Чуть помедлив, он усмехнулся и набрал на клавиатуре тот ник, который использовал нечасто: Лао Цзы.
– Привет, китаец! – немедленно отозвался на его появление Синьор Помидор. – Ты кто?
– О, таких особ надо знать в лицо! – заметил Ди-Джей. – Это древний китайский философ…
– Кисуля, привет! – не обращая внимания на реплики присутствующих, сказал Лао Цзы. – Скажу тебе: кто действует – потерпит неудачу. Кто чем-либо владеет – потеряет. Те, кто совершая дела, спешат достигнуть успеха, потерпят неудачу.
– Привет, Лао! – отозвалась Кисуля. – Не спрашиваю тебя, кто ты есть на самом деле. Это не имеет значения. Значение имеет лишь твоя мудрость.
– Да он тебе втемяшивает какую-то тарабарщину! – возмутился Синьор Помидор. – К чему вся эта его мудрость? Мозги девчонке лишь канифолит!
– Мои слова легко понять и легко осуществить, – терпеливо продолжал Лао Цзы. – Но не все могут их понять и осуществить. В словах имеется начало, в делах есть главное. Поскольку люди их не знают, то они не знают и меня. Когда меня мало знают, тогда я дорог. Поэтому мудрый подобен тому, кто одевается в грубые ткани, а при себе держит яшму…
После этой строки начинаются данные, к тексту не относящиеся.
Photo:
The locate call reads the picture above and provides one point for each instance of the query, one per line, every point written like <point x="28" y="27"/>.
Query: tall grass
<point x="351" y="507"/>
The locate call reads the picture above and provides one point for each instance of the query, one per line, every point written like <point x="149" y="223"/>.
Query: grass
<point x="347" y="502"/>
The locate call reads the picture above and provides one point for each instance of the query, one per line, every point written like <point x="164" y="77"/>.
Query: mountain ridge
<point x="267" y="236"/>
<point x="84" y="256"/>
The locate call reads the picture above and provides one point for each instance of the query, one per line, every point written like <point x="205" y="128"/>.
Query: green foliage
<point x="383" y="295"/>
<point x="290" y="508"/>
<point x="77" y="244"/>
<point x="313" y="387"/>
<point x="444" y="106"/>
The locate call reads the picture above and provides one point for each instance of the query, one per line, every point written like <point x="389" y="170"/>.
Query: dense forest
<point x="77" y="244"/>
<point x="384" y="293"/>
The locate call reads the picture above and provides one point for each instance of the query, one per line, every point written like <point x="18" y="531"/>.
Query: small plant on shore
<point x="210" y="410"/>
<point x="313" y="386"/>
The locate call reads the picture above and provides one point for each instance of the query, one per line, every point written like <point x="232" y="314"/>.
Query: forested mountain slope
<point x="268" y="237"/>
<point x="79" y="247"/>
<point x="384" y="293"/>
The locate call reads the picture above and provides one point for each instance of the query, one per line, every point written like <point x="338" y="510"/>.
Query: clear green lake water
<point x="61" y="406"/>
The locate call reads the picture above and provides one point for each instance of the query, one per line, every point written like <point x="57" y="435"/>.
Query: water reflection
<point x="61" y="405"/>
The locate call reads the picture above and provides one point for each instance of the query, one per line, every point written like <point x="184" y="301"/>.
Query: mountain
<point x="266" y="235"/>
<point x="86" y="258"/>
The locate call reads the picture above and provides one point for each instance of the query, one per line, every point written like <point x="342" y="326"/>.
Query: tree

– Дурдом какой-то! – фыркнула неизвестно откуда взявшаяся Дарлинг. – Что ты хочешь этим сказать, Лао? Кстати, приветик!
– Кто, имея знания, делает вид, что не знает, тот выше всех, – изрек Лао Цзы. – Кисуля наверняка догадалась, что этим самым я хотел сказать… Кстати, привет тебе, Дарлинг!
– Таинственный Лао, ты появляешься всегда внезапно и так же внезапно исчезаешь, – вздохнула Дарлинг. – Такое поведение – тоже часть твоей философии?
– Ну, пошла писать губерния! – рассердился Синьор Помидор. – Открыли тут коллоквиум по философии! Куда б от неё в институте деваться?